Scales of home in today's Europe 
Convenors:
Stella Butter (University of Koblenz-Landau)
Zuzanna Bulat Silva (University of Wrocław)
Stream:
Home
Location:
A113

Short Abstract:

Our interdisciplinary panel combines ethnological, linguistic, literary and artistic perspectives on home. This allows capturing the multifaceted nature of scales of home. In each language, words for 'home' come with specific semantic baggage influencing how home is conceptualised.

Long Abstract:

The understanding and experience of home as an 'embryonic community' (Douglas) is a key factor in the formation of individual and collective identities. Being at home means being positioned within a socio-cultural order that one understands and/or is familiar with. It is this notion of home that is pervasive both in Western everyday discourses on home, representations of home in film or literature, and in current sociological, anthropological and ethnographic research. The meaning of home therefore cannot be reduced to a physical structure, such as a house or apartment, but includes feelings of belonging and/or familiarity, yet me must not forget that this meaning varies greatly in different languages, cultures and types of discourse.

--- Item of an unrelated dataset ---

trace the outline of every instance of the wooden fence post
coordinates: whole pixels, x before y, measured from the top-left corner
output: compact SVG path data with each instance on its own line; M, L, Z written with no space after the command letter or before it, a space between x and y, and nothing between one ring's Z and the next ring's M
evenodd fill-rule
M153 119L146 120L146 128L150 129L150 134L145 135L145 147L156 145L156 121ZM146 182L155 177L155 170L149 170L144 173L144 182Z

The intersection between individual and collective identity is tied to the multi-scalar character of home: home can be situated on different levels, ranging from one's body as a home, a physical structure (e.g. house, apartment, trailer), to a neighbourhood, a city or even larger-level units such as the nation. This list points to what geographers describe as the "simultaneous … relationship between scales" (Swyngedouw). These scales of home are not pre-given, but produced through "rhetorical and material practices" (Leitner). The scalar production of home is shaped by power struggles and has far-reaching socio-political consequences.

Our panel will not only look at how scales of home are produced through socio-economic practices, but also at how home/land is imagined in literature and the arts and what real-life effects these imaginaries of home have.